Similarly, we can print the lines that match the pattern, plus the lines immediately before those using the -B option (before):

grep -B 2 '^@' covid.fasta_simulated.fq # print out the record identifier and
                                        # 2 lines of sequence data before it.

We can do both at the same time with the -C option (this is upper-case C, for “context”):

grep -C 2 '^@' covid.fasta_simulated.fq # print out the record identifier and both
                                        # 2 lines before and after it.

Filtering recursively

Sometimes you want to search many files in the same directory for a pattern, either because you don’t know which file contains the lines you’re looking for, or because your data is spread across many files.

We’ve seen a “recursive” command before:

rm -r hello # recursively remove hello and everything within it

The grep command also has a recursive option, and it’s also -r!

Switch back to crazy-directories. We were able to use find to help us find files that have names matching a pattern. Now we want to use grep to find files that contain a specific pattern.

Emoji short codes all follow the same pattern: A colon, followed by some characters, followed by another colon. Here are some emoji and their short codes:

:banana: 🍌
:robot: 🤖
:sparkles: ✨

We can use grep recursively to find all files that contain one or more lines matching the pattern :*: (a colon, followed by any number of characters, followed by another colon).

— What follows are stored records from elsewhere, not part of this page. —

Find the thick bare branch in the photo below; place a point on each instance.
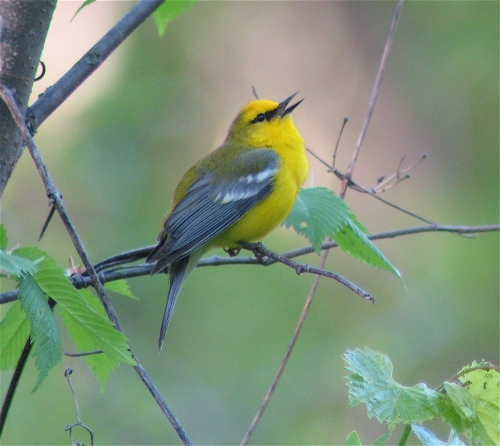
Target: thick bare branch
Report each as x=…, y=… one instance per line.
x=23, y=29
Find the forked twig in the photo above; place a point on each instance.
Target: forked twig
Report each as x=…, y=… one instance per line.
x=260, y=250
x=80, y=280
x=69, y=428
x=324, y=257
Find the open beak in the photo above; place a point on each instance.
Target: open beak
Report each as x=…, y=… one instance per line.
x=281, y=110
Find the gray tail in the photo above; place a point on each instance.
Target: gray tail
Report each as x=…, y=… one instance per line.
x=178, y=271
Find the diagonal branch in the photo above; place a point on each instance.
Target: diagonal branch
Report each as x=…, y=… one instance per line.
x=56, y=199
x=92, y=60
x=127, y=272
x=324, y=257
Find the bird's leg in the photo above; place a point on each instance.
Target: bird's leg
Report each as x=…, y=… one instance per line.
x=233, y=252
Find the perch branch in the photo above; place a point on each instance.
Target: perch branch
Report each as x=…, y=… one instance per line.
x=56, y=198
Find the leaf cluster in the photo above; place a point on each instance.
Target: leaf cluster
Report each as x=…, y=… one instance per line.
x=43, y=285
x=471, y=408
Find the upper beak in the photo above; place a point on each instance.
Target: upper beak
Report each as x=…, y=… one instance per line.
x=282, y=110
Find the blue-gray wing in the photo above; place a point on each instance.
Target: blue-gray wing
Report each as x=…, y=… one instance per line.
x=214, y=202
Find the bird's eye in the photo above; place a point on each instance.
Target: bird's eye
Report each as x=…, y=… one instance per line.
x=260, y=117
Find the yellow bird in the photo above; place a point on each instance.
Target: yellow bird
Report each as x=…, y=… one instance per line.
x=238, y=193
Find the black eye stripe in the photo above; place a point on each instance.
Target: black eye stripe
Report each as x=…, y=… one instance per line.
x=261, y=117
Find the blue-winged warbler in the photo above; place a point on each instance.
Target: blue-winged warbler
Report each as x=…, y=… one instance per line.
x=237, y=193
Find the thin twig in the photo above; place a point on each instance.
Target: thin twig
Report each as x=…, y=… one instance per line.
x=67, y=373
x=127, y=272
x=376, y=88
x=365, y=190
x=54, y=195
x=324, y=257
x=21, y=362
x=260, y=250
x=284, y=362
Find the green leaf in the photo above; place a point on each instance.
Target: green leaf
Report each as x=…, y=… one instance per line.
x=353, y=439
x=85, y=4
x=319, y=213
x=121, y=287
x=383, y=439
x=47, y=349
x=429, y=439
x=463, y=402
x=371, y=383
x=352, y=240
x=83, y=318
x=101, y=364
x=4, y=240
x=168, y=11
x=14, y=332
x=316, y=214
x=484, y=387
x=14, y=265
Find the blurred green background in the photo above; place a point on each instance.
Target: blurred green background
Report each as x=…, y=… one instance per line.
x=118, y=146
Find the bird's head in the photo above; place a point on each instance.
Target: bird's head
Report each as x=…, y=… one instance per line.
x=264, y=123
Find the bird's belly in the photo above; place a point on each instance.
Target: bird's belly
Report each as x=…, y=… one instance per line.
x=260, y=220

grep -r ":*:" # note no filename!

Depending on the state you’re in, this is probably going to print out a few more files than you expected, including .docx files.

Let’s talk about what .docx files are: they’re secretly a .zip file. Remember how to unzip .zip files? That’s right! unzip!

Go ahead, change into a directory containing one of the .docx files you created in crazy-directories and unzip it:

unzip robot.md.docx

There are going to be a bunch of new files in the directory that are mostly .xml files. XML is a “markup” language, sort of like Markdown.

Try running grep again recursively on this again and you’ll see that we’re not just matching emoji short codes anymore, but a bunch of weird looking XML. Neat 📷.

Printing matching line numbers

Knowing the name of the file containing the line that matches your pattern is often enough, but grep can help you out a little more by telling you exactly the line number that matched the pattern. You can ask grep to tell you this using the -n option.

If you left the root of crazy-directories, change back to it.

Let’s find all files that contain the pattern :*: again, but we’ll ask for grep to print out the line numbers:

grep -rn ":*:"

# OR

grep -r -n ":*:"

Some command line tools will allow you to combine options after a single - (so -r -n turns into -rn).